Le Parti communiste cubain (PCC) a déjà désigné un successeur : le premier vice-président Miguel Díaz-Canel. Mais les défis demeurent. Pour les affronter, M. Castro s’appuie sur les Forces armées révolutionnaires (FAR), l’armée nationale, dont il a été le ministre pendant un demi-siècle, sur le PCC et sur l’Eglise catholique, au cœur des négociations avec Washington (1). Alors que les réformes économiques ont creusé les inégalités (2), l’incertitude sur l’avenir du pays est générale. Le PCC tente d’y répondre en lançant des consultations populaires dans les périodes de précongrès. M. Castro a réaffirmé que ce serait à nouveau le cas pour le septième, prévu en avril 2016. Mais les débats ont déjà débuté parmi les intellectuels, membres et non-membres du PCC, en particulier sur la Toile, en dépit d’un accès limité à Internet.

M. Castro s’est employé à « actualiser » le socialisme cubain — un euphémisme pour désigner la libéralisation économique mise en œuvre depuis 2011. Même si elles détricotaient la société qu’il avait cherché à construire, ces réformes n’ont pas été contestées par M. Fidel Castro.« Le modèle cubain ne marchait plus, même pour nous », a reconnu l’ancien président (The Atlantic, septembre 2010). La situation économique ne laissait guère de choix. L’aide de Caracas avait permis à l’île d’atteindre un taux de croissance moyen de 10 % entre 2005 et 2007, mais la crise financière et les difficultés du partenaire bolivarien ont changé la donne : « En 2013, le commerce entre Cuba et le Venezuela a diminué de 1 milliard de dollars ; il pourrait baisser encore davantage en 2014 », prévenait en octobre 2014 l’économiste cubain Omar Everleny Pérez Villanueva (3). Selon certaines estimations, cette baisse représenterait 20 % du volume antérieur.

Militaires dorlotés

Le gouvernement a adopté en mars 2014 une nouvelle loi sur les investissements étrangers présentée par M. Raúl Castro comme« cruciale ». A l’exception de la santé, de l’éducation et de la défense, tous les secteurs sont désormais ouverts aux capitaux étrangers, avec l’assurance d’une exonération d’impôt pendant huit ans, voire plus dans certains cas, notamment dans des « zones spéciales de développement économique », comme le port de Mariel (4), construit avec l’aide du Brésil. Toutefois, les projets proposés doivent recevoir l’aval des organismes gouvernementaux : « Ce n’est pas le capital qui définit l’investissement (5) », souligne Mme Déborah Rivas Saavedra, directrice de l’investissement étranger au ministère du commerce extérieur. L’embauche des travailleurs se fait sous le contrôle d’agences étatiques. L’économiste Jesús Arboleya Cervera remarque : « Les émigrés cubains sont déjà des investisseurs indirects dans les petits commerces [à travers l’argent qu’ils envoient à leur famille]  ; leur participation à plus grande échelle n’est désormais plus interdite par la loi, mais par l’embargo (6). »

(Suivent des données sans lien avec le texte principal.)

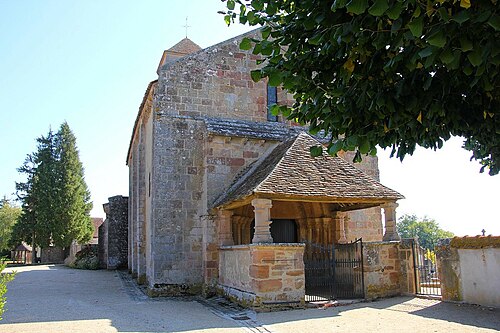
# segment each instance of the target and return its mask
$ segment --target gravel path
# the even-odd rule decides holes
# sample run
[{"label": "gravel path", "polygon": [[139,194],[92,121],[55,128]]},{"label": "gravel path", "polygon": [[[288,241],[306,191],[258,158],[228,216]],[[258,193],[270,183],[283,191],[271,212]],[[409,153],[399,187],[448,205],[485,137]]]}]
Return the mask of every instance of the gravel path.
[{"label": "gravel path", "polygon": [[128,274],[18,267],[0,333],[498,332],[500,310],[410,297],[256,314],[222,299],[146,297]]}]

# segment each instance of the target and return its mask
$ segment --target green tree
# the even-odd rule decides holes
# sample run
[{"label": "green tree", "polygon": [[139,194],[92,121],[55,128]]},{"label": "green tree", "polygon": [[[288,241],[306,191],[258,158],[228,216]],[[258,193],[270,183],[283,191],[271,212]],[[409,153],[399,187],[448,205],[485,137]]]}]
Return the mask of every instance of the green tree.
[{"label": "green tree", "polygon": [[6,302],[5,293],[7,292],[7,283],[14,279],[14,273],[2,273],[5,269],[5,264],[0,262],[0,320],[2,320],[2,314],[4,313],[4,305]]},{"label": "green tree", "polygon": [[42,248],[51,244],[53,228],[54,200],[57,196],[56,168],[57,159],[54,147],[54,133],[36,139],[37,151],[28,154],[23,165],[18,168],[25,174],[26,181],[16,183],[18,199],[23,214],[13,230],[12,241],[25,241]]},{"label": "green tree", "polygon": [[37,151],[18,169],[27,180],[16,184],[23,214],[13,238],[33,248],[67,247],[72,240],[87,242],[93,232],[92,203],[76,138],[65,122],[56,134],[49,131],[37,142]]},{"label": "green tree", "polygon": [[6,197],[0,201],[0,253],[11,248],[12,229],[21,212],[21,208],[12,205]]},{"label": "green tree", "polygon": [[94,227],[90,219],[92,202],[84,179],[84,170],[76,137],[64,122],[55,137],[57,147],[59,193],[53,214],[57,220],[52,231],[55,244],[66,247],[73,240],[87,243],[92,238]]},{"label": "green tree", "polygon": [[228,25],[263,26],[240,47],[261,55],[255,81],[293,94],[272,111],[331,134],[329,153],[403,159],[454,135],[500,170],[498,0],[222,1]]},{"label": "green tree", "polygon": [[397,222],[397,228],[402,238],[418,238],[420,246],[433,250],[439,239],[455,236],[452,232],[443,230],[439,224],[428,217],[419,219],[416,215],[403,215]]}]

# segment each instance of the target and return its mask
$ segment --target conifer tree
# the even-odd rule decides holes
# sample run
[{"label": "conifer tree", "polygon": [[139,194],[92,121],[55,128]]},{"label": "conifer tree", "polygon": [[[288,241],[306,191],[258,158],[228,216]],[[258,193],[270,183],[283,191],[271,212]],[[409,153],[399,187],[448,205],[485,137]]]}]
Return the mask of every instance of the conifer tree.
[{"label": "conifer tree", "polygon": [[37,142],[37,151],[18,169],[27,180],[16,183],[23,214],[13,241],[26,241],[33,248],[67,247],[73,240],[85,243],[93,233],[92,203],[76,138],[64,122],[56,134],[49,131]]},{"label": "conifer tree", "polygon": [[55,136],[57,147],[58,202],[55,208],[57,224],[52,238],[59,246],[69,246],[73,240],[90,241],[93,225],[90,219],[92,202],[84,179],[84,170],[76,147],[76,137],[64,122]]},{"label": "conifer tree", "polygon": [[37,151],[26,157],[19,172],[26,174],[24,183],[16,183],[23,214],[13,230],[13,241],[25,241],[33,246],[47,247],[51,243],[53,205],[57,196],[57,165],[54,133],[37,138]]}]

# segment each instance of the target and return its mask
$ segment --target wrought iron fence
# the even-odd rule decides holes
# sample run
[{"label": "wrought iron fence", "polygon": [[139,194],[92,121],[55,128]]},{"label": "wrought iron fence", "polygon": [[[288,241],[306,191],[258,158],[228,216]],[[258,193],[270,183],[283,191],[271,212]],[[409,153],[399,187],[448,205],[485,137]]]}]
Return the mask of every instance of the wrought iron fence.
[{"label": "wrought iron fence", "polygon": [[412,243],[416,294],[441,296],[441,282],[434,249],[425,249],[415,240]]},{"label": "wrought iron fence", "polygon": [[363,242],[321,245],[306,243],[306,301],[364,298]]}]

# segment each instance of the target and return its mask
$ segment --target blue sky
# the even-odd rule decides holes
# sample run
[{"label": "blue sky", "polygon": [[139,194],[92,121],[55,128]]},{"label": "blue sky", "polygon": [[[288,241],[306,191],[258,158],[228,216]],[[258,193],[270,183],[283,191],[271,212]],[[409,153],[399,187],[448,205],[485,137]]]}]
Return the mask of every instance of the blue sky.
[{"label": "blue sky", "polygon": [[[67,121],[94,201],[127,195],[130,135],[163,50],[185,36],[208,47],[247,31],[226,27],[219,0],[0,0],[0,196],[13,197],[35,138]],[[398,214],[436,219],[457,234],[500,235],[500,176],[479,174],[453,139],[400,163],[380,153],[382,182],[406,196]]]}]

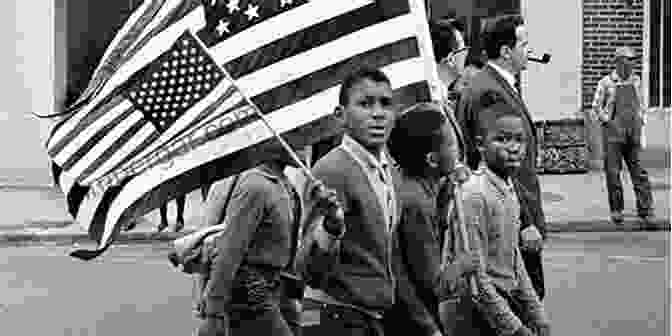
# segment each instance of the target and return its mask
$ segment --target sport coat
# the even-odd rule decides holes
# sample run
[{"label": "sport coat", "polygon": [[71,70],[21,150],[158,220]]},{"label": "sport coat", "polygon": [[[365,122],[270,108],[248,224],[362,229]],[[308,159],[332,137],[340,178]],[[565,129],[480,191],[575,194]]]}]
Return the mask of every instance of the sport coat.
[{"label": "sport coat", "polygon": [[[521,203],[526,206],[523,209],[522,229],[529,225],[536,225],[542,235],[545,236],[545,219],[541,204],[541,190],[539,187],[539,178],[536,171],[537,162],[537,133],[530,112],[520,94],[515,88],[502,77],[497,70],[490,65],[485,65],[481,71],[474,75],[460,97],[455,110],[462,134],[464,135],[464,144],[466,152],[466,162],[471,169],[476,169],[481,160],[481,155],[476,148],[476,135],[478,134],[478,125],[480,121],[479,114],[483,107],[480,104],[481,95],[489,90],[499,93],[508,104],[513,107],[524,121],[525,133],[528,137],[528,147],[525,160],[514,176],[519,193],[522,197]],[[519,195],[520,196],[520,195]]]}]

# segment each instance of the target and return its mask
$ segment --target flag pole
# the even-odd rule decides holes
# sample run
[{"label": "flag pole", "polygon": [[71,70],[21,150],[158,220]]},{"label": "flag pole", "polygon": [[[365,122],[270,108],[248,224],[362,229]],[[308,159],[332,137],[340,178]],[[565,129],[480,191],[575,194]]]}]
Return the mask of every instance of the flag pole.
[{"label": "flag pole", "polygon": [[[214,60],[214,57],[212,57],[212,55],[210,55],[210,51],[208,50],[206,45],[203,43],[203,41],[201,41],[201,39],[198,38],[198,36],[196,36],[196,34],[191,32],[191,30],[189,30],[189,33],[191,34],[191,36],[194,37],[194,39],[198,42],[198,44],[200,44],[200,46],[208,54],[208,56],[210,56],[210,59]],[[280,145],[282,145],[282,147],[287,151],[287,153],[289,153],[289,155],[292,157],[292,160],[294,160],[296,162],[296,164],[299,166],[299,169],[301,169],[303,171],[303,173],[312,182],[316,182],[317,179],[315,178],[315,176],[313,176],[313,173],[310,172],[310,169],[308,169],[306,164],[301,160],[301,158],[299,158],[299,155],[296,154],[296,152],[292,149],[292,147],[289,146],[287,141],[285,141],[285,139],[283,139],[282,136],[280,136],[280,134],[273,128],[273,126],[271,126],[271,124],[266,119],[266,116],[264,116],[264,114],[261,112],[261,110],[259,109],[257,104],[255,104],[252,101],[252,99],[250,99],[246,94],[243,93],[243,91],[240,89],[238,84],[236,84],[236,81],[233,80],[233,78],[231,77],[229,72],[226,71],[224,66],[222,66],[221,64],[219,64],[217,62],[214,62],[214,63],[217,65],[219,70],[221,70],[224,73],[224,76],[226,77],[226,79],[231,82],[231,85],[240,93],[241,96],[243,96],[243,99],[245,100],[245,102],[252,107],[252,109],[254,110],[254,113],[259,117],[259,119],[261,119],[262,123],[271,131],[271,133],[273,133],[273,136],[276,139],[278,139],[278,141],[280,142]]]}]

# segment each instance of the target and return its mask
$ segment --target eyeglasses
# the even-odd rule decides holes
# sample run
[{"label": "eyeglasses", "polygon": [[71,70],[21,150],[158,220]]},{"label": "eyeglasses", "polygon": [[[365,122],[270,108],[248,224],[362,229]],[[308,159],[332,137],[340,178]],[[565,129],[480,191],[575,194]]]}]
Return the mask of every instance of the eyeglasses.
[{"label": "eyeglasses", "polygon": [[455,64],[455,59],[457,56],[461,56],[469,51],[470,47],[463,47],[457,50],[451,51],[446,57],[441,59],[441,64],[448,64],[448,65],[454,65]]}]

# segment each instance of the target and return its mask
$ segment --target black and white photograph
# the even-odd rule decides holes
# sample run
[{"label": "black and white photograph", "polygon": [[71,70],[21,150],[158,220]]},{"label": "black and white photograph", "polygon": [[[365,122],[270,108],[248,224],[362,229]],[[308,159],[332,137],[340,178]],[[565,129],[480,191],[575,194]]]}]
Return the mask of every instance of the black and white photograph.
[{"label": "black and white photograph", "polygon": [[672,333],[669,0],[3,6],[2,335]]}]

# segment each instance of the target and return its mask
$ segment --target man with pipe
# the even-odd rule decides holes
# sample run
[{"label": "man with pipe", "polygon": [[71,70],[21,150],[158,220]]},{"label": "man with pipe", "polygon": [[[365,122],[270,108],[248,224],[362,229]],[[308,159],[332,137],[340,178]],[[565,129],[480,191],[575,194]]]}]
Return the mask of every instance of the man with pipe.
[{"label": "man with pipe", "polygon": [[[540,298],[545,295],[542,248],[545,236],[545,218],[541,204],[541,190],[536,173],[537,137],[532,115],[527,110],[517,89],[516,75],[527,68],[528,48],[527,31],[523,18],[519,15],[503,15],[488,21],[482,32],[482,46],[487,55],[487,63],[470,81],[458,102],[456,118],[465,136],[467,164],[476,169],[481,155],[475,139],[480,115],[484,109],[479,97],[485,91],[494,90],[525,121],[525,133],[529,146],[522,167],[513,177],[521,202],[521,252],[535,290]],[[550,56],[541,60],[548,61]]]}]

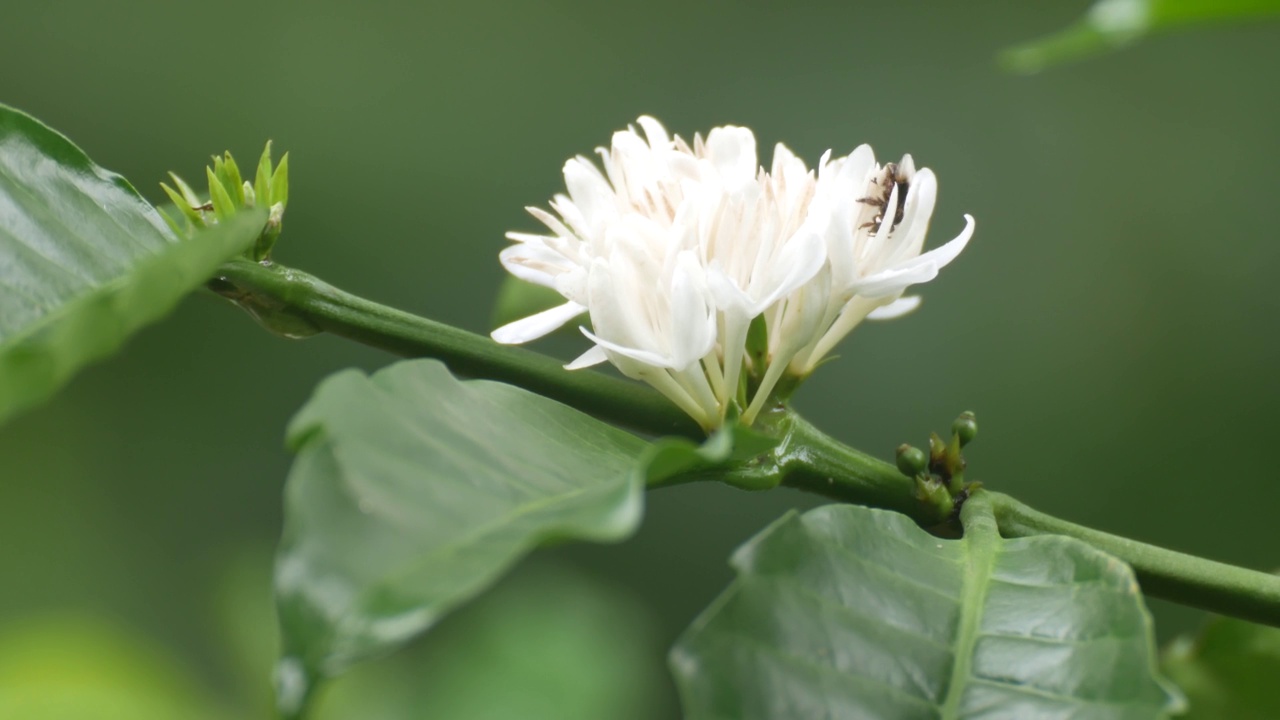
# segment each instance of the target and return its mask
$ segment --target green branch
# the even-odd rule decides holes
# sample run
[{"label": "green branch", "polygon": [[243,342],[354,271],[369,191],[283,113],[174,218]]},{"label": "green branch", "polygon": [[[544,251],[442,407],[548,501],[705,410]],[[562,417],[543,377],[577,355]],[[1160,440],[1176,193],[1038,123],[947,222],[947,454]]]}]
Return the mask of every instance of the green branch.
[{"label": "green branch", "polygon": [[[652,435],[702,439],[698,426],[657,392],[365,300],[279,265],[233,260],[210,287],[288,336],[329,332],[405,357],[433,357],[455,373],[511,383],[583,412]],[[841,501],[896,510],[921,525],[948,520],[921,502],[914,482],[890,463],[780,410],[761,429],[781,438],[771,454],[715,477],[746,488],[779,484]],[[1280,627],[1280,577],[1165,550],[1033,510],[983,491],[1004,537],[1057,534],[1083,540],[1131,565],[1148,595]]]},{"label": "green branch", "polygon": [[379,305],[282,265],[232,260],[210,287],[284,335],[324,331],[404,357],[432,357],[458,375],[518,385],[633,430],[705,437],[697,423],[644,385],[570,372],[541,353]]},{"label": "green branch", "polygon": [[[911,482],[887,462],[865,455],[797,419],[796,450],[782,484],[844,502],[897,510],[921,525],[938,523],[916,500]],[[896,479],[895,479],[896,476]],[[1280,627],[1280,576],[1112,535],[1047,515],[1005,495],[980,491],[1004,537],[1066,535],[1128,563],[1142,591],[1183,605]]]},{"label": "green branch", "polygon": [[1069,535],[1129,563],[1142,591],[1201,610],[1280,627],[1280,577],[1166,550],[1033,510],[1004,493],[986,493],[1005,537]]}]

Toutefois, pour certains, la transformation de l’île avance encore trop lentement : « On ne peut pas “actualiser” quelque chose qui n’a jamais marché, s’agace Pérez Villanueva. La croissance n’est pas là. Cette année, si Dieu nous aide, nous atteindrons peut-être 1 % (7). » A cette préoccupation économique, la jeune sociologue Ailynn Torres répond par une interrogation politique : « Que veut-on faire avec le modèle économique qu’on nous propose ? Quels sont les gagnants et les perdants de ce modèle (8)  ? »

A en croire le discours officiel, l’instillation d’une dose de marché dans l’économie de l’île devait permettre d’améliorer ses performances sans affaiblir la justice sociale. Or la pauvreté touche désormais 20 % de la population urbaine (au lieu de 6,6 % en 1986). La suppression du carnet de rationnement, la libreta, a été annoncée puis reportée, car elle aurait pesé sur les plus pauvres. Dans une société où l’égalité constitue un marqueur identitaire, les bénéficiaires et les victimes des réformes apparaissent de plus en plus clairement.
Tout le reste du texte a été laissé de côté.